喬老狐貍明知道這些人都是善于阿谀奉承的人,可是正因為如此,他特別享受這種過程,只有在這種感覺下,他覺得自己像一個君王一般,所有的人都要臣服于自己,也正是由于這種心裏,他才三番五次的去觸動阮氏的地位。

盡管每次都不盡人意。

“叮鈴鈴,叮鈴鈴……”

辦公桌上突然一陣急促的電話鈴聲響了起來。

他一個眼神示意旁邊的人都住口,于是周圍的人都乖乖的閉上了嘴不在開口說話,達到滿意的效果以後,他才慢悠悠的接聽了電話,

“喂?哪位?”

“爸,是我!”話筒裏傳來了喬汀娜撒嬌的聲音。

“啊,是乖女兒啊!”喬老狐貍聽出來是女兒的聲音,頓時重視了起來,他走到了辦公椅上一本正經的開口問道。

“怎麽了?有什麽事嗎?”他知道自己的女兒沒事的話是不給自己打電話的。

“爸,你給安排的那個醫生和骨髓怎麽樣了啊?”喬汀娜看了看周圍的環境開口埋怨着父親。

“他已經在那裏了啊,爸爸早就給你安排好了。”

喬老狐貍看向旁邊的助理,這件事情一直是那個助理在處理,可是為什麽到現在都沒有出現?

“行了行了,爸我先不跟你說了。”喬汀娜頓時有點不耐煩了。

“等等,女兒……喂?汀娜?”頓時只剩下喬老狐貍孤獨的在電話的另一邊。

“唉,自己真是把她寵的無法無天了。
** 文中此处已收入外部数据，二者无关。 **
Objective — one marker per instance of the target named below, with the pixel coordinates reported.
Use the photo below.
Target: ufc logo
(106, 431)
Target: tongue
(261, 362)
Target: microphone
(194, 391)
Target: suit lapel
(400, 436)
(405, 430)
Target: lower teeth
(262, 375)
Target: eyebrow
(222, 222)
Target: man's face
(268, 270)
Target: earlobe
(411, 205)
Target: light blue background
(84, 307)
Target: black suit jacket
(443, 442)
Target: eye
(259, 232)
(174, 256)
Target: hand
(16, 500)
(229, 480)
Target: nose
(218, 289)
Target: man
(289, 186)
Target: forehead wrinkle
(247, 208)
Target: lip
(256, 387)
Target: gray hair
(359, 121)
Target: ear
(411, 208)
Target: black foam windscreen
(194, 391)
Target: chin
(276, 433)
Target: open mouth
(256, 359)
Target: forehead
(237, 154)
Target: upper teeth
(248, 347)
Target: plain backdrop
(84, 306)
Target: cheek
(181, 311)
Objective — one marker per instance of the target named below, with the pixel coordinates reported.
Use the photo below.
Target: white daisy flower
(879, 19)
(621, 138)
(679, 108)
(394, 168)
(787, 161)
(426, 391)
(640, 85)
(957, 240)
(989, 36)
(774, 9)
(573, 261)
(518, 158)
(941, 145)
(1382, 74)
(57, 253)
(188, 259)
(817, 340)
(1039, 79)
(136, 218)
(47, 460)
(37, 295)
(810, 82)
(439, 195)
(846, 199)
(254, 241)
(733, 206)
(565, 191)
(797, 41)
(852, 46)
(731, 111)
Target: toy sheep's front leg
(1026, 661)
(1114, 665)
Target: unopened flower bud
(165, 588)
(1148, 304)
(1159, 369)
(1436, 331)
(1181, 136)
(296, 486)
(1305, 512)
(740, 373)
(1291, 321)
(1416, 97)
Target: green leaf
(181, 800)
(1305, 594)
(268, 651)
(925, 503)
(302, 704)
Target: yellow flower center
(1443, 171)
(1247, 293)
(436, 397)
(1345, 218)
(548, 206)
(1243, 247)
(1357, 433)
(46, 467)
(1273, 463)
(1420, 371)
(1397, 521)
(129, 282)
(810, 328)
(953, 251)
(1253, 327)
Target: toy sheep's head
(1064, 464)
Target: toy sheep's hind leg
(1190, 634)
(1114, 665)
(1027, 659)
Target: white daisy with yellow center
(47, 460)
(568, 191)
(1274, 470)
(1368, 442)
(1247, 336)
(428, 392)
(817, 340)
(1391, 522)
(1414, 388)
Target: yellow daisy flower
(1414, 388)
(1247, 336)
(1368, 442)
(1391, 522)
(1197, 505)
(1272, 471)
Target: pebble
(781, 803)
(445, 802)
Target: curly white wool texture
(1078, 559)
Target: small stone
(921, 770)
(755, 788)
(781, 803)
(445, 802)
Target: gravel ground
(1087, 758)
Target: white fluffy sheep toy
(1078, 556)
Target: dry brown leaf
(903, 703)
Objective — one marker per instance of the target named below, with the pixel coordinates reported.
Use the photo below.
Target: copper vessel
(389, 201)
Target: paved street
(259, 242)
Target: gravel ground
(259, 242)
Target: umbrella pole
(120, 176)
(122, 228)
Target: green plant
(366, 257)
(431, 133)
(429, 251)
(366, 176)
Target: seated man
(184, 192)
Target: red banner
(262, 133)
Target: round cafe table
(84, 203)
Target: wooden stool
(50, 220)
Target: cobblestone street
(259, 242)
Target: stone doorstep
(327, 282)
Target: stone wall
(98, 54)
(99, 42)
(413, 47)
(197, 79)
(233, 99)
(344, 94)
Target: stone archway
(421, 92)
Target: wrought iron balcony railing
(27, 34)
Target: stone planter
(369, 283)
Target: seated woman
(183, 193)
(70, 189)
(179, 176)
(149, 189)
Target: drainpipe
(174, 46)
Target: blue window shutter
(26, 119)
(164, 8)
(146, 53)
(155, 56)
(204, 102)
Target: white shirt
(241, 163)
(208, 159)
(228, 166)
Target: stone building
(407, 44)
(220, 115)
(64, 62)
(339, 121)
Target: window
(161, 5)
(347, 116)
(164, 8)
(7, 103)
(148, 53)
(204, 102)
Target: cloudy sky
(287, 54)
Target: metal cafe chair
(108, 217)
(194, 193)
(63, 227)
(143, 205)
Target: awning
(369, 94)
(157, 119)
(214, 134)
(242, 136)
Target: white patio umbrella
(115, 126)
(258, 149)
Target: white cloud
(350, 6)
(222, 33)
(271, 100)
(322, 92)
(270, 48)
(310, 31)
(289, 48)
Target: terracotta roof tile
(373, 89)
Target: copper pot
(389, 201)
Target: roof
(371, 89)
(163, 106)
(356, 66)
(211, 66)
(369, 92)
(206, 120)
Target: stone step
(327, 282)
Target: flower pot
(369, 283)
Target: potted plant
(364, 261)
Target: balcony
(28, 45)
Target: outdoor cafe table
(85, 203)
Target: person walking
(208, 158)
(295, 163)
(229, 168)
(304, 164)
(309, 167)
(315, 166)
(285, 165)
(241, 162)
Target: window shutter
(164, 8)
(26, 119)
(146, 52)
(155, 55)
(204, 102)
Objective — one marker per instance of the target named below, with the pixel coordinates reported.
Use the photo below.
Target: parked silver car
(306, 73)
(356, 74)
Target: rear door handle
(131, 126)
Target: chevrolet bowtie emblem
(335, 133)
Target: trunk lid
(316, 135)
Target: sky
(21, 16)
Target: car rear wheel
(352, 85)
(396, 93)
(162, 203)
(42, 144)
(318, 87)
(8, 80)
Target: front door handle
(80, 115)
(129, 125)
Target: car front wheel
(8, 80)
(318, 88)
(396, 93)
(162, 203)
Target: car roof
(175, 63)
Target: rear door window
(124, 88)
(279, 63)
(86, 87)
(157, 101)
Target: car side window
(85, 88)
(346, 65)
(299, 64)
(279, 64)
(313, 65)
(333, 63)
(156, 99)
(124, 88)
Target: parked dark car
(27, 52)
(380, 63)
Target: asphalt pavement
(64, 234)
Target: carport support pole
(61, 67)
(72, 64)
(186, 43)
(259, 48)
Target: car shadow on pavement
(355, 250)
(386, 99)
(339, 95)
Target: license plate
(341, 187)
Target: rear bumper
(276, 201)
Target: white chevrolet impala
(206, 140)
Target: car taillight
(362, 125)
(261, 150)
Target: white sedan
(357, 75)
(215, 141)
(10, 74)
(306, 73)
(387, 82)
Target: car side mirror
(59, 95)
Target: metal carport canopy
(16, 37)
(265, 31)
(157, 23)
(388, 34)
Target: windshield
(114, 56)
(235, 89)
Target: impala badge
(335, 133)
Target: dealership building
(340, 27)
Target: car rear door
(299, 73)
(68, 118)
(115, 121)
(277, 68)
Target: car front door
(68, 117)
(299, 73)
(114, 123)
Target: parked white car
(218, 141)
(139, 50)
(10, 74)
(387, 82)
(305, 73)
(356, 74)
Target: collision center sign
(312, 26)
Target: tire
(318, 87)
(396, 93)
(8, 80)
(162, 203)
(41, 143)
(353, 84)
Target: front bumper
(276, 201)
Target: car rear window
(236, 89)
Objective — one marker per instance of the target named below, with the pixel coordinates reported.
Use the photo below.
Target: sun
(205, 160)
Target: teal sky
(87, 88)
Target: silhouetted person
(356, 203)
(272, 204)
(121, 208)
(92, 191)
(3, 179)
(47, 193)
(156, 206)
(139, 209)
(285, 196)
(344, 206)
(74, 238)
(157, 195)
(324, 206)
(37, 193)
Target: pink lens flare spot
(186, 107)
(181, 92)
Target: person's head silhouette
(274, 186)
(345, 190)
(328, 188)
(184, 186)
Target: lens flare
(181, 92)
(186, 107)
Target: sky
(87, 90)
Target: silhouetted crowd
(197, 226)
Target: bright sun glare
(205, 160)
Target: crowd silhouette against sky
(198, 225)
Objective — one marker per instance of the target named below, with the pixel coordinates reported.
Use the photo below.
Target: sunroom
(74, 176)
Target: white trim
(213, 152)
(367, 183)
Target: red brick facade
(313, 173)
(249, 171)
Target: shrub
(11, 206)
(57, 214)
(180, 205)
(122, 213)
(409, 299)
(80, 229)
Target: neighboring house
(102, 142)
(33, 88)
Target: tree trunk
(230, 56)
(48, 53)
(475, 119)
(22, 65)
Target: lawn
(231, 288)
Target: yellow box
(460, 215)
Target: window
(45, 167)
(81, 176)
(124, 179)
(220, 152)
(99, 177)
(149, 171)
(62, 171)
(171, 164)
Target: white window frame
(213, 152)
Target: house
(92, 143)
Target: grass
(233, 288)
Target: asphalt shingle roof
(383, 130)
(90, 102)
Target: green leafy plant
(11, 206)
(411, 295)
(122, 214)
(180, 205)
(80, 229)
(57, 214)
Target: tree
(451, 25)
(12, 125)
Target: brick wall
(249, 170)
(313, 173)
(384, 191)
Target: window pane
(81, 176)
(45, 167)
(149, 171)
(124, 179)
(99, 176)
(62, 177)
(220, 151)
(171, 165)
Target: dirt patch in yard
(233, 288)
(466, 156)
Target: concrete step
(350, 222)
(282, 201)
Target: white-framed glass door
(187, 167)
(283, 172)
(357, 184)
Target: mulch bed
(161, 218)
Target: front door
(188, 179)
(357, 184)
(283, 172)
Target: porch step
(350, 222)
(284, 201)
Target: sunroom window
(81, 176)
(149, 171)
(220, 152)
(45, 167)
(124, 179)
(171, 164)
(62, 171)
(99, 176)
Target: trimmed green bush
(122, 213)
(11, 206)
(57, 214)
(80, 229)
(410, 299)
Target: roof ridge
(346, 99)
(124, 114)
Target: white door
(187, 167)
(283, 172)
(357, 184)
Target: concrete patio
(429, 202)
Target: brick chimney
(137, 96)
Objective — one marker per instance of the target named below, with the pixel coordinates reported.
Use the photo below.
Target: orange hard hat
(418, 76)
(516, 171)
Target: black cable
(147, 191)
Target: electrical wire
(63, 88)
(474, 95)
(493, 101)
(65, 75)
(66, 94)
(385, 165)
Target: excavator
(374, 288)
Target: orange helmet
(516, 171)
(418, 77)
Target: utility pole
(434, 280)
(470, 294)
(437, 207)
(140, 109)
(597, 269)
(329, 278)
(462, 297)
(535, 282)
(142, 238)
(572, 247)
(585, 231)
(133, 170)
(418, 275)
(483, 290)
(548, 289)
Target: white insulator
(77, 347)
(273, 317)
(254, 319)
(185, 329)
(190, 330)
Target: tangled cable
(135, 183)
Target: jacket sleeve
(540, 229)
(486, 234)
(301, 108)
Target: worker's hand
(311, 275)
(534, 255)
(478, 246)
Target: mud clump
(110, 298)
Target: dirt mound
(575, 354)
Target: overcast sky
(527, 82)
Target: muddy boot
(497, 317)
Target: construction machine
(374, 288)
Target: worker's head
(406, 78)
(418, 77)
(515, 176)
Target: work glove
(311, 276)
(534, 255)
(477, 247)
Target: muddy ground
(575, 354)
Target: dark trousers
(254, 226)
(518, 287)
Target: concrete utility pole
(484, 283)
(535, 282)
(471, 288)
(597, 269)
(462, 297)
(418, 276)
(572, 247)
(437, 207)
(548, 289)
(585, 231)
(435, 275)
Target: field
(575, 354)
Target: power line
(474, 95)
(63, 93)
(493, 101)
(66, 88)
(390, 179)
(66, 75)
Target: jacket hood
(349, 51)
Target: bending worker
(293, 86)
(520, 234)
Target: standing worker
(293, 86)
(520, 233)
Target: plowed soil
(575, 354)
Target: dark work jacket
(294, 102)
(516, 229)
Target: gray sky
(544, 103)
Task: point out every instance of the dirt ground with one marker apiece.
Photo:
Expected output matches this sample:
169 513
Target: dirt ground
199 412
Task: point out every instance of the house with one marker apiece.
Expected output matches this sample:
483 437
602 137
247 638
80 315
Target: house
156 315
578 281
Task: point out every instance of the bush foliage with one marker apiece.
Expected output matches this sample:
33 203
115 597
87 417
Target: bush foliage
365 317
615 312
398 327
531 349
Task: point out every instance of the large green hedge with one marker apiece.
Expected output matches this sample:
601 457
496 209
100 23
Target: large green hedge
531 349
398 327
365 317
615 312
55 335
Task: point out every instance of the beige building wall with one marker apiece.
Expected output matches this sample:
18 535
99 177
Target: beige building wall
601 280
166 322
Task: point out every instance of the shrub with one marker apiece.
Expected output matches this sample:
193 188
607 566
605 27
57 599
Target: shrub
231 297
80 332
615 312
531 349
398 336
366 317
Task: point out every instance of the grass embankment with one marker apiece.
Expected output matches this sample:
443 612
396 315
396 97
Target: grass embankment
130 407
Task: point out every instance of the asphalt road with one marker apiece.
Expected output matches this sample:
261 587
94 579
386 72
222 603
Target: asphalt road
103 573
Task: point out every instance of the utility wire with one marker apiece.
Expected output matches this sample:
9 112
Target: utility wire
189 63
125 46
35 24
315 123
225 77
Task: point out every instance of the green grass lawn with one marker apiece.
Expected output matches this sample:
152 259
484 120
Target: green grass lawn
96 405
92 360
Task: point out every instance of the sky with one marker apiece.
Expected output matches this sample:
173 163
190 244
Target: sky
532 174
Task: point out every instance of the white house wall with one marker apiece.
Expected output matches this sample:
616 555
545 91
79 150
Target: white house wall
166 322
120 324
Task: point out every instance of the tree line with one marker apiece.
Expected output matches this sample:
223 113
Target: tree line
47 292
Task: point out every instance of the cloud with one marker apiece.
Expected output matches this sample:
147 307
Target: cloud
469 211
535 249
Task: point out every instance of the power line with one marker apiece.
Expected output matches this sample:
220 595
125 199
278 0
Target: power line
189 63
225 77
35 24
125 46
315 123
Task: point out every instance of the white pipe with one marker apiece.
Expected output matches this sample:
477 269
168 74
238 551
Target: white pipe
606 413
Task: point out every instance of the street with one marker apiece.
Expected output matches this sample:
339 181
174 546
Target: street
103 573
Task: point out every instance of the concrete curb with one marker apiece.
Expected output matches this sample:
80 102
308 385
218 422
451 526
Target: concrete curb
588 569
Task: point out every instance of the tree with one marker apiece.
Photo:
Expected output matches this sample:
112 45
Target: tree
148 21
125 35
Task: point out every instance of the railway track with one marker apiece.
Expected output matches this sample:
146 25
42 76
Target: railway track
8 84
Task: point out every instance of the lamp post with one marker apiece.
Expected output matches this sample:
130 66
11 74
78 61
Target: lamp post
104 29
”他在心裏默默的想着,卻也無可奈何。

“成浩哥,你沒事吧?”

喬汀娜看着鄒城浩虛弱的樣子着急的開口問道。

“我沒事。”

鄒城浩強撐着自己的身體,堅強的開口說着,同時信念也支撐着他活下去。

“咳咳……”

鄒城浩猛烈的咳嗽了起來,他趕緊用手遮住了自己的口鼻,一陣咳嗽過後,鄒城浩看向自己的手心裏,竟然有一攤血……

鄒城浩的心漸漸涼下去了,老天為什麽要這麽對待自己?難道這一切都是天意?

可是老天為什麽要這麽不公平,他覺得自己已經做的夠好了。